In the case of animal attacks, though, I think there’s something else involved: revenge. I loved Steve Irwin as much as anyone. He was so full of gung-ho, and his shorts were so remarkably tight, you couldn’t help but fall for him. I was genuinely shocked and upset when the barb of a bull ray stabbed him through the heart, killing him.

But then there’s Roy Horn, he of the somewhat freakish Siegfried and Roy stage show, who suffered the loss of a beating heart (twice), a stroke and a quarter of his skull when one of the tigers in their act ‘attempted to protect him when he fell’ – by biting him. Really? ‘Protect him’?

For those who suffer such attacks, we all have speechless sympathy. But animals are not our playthings. And as Grice argues, we humans are animals, too. We may be the most deadly of them all, but we’re as much a part of the food chain as any other. Man bites dog. Why should we be surprised when dog bites man? Or ferret scratches child? Or kangaroo punches walker? Or elephant destroys oil-tanker? (Grice has uncovered some truly bizarre encounters, and the book surely has one of the highest kill-counts of any non-war-related book in existence.)

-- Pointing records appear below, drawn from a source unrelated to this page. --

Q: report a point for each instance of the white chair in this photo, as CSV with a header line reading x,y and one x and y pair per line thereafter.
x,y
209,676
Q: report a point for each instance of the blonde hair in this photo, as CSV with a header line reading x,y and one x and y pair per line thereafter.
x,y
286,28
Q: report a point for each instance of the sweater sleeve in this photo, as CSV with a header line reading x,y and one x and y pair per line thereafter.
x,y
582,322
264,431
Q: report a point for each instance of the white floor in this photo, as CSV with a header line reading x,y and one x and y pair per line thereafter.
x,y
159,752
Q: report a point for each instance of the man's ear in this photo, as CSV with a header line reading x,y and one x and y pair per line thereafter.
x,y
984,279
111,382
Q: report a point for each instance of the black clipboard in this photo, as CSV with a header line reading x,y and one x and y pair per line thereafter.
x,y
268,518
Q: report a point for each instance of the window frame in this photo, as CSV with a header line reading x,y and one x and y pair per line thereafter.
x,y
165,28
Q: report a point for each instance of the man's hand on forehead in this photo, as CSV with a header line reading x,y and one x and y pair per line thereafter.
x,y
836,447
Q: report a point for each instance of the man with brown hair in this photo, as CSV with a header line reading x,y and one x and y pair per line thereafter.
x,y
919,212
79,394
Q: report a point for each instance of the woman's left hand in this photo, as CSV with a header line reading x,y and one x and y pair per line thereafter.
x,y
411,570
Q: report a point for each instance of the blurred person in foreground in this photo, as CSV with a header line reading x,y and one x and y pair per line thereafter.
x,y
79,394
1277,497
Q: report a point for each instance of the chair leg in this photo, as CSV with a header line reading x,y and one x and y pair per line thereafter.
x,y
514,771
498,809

Not all dogs are called Marley, care for the blind and rehabilitate traumatized war veterans; not all cats are called Dewey and have healing powers. Some seabass are ill-tempered, mutated and have laser beams attached to their heads. And if, like one mother, you smear your child’s hand in honey in order to have his picture taken with the big black bear (as Bill Bryson reports in A Walk in the Woods), is it any wonder what happens next…?

I think that, as well as shocking us into a heightened awareness of our mortality, these humbling reports remind us of our true place in the grand scheme of things. As Tony Fitzjohn, conservationist on the Adamson ranch, author of Born Wild, one-time victim of a lion-mauling and full-time rogue writes, also in praise of Grice’s book: ‘After all we’ve done to them, it’s great to see the animals getting their own back. When are we going to leave them alone?’ We are not the masters of our universe. At least, not all the time. In Grice’s book, it’s clear that we are rarely even masters of our own back yards.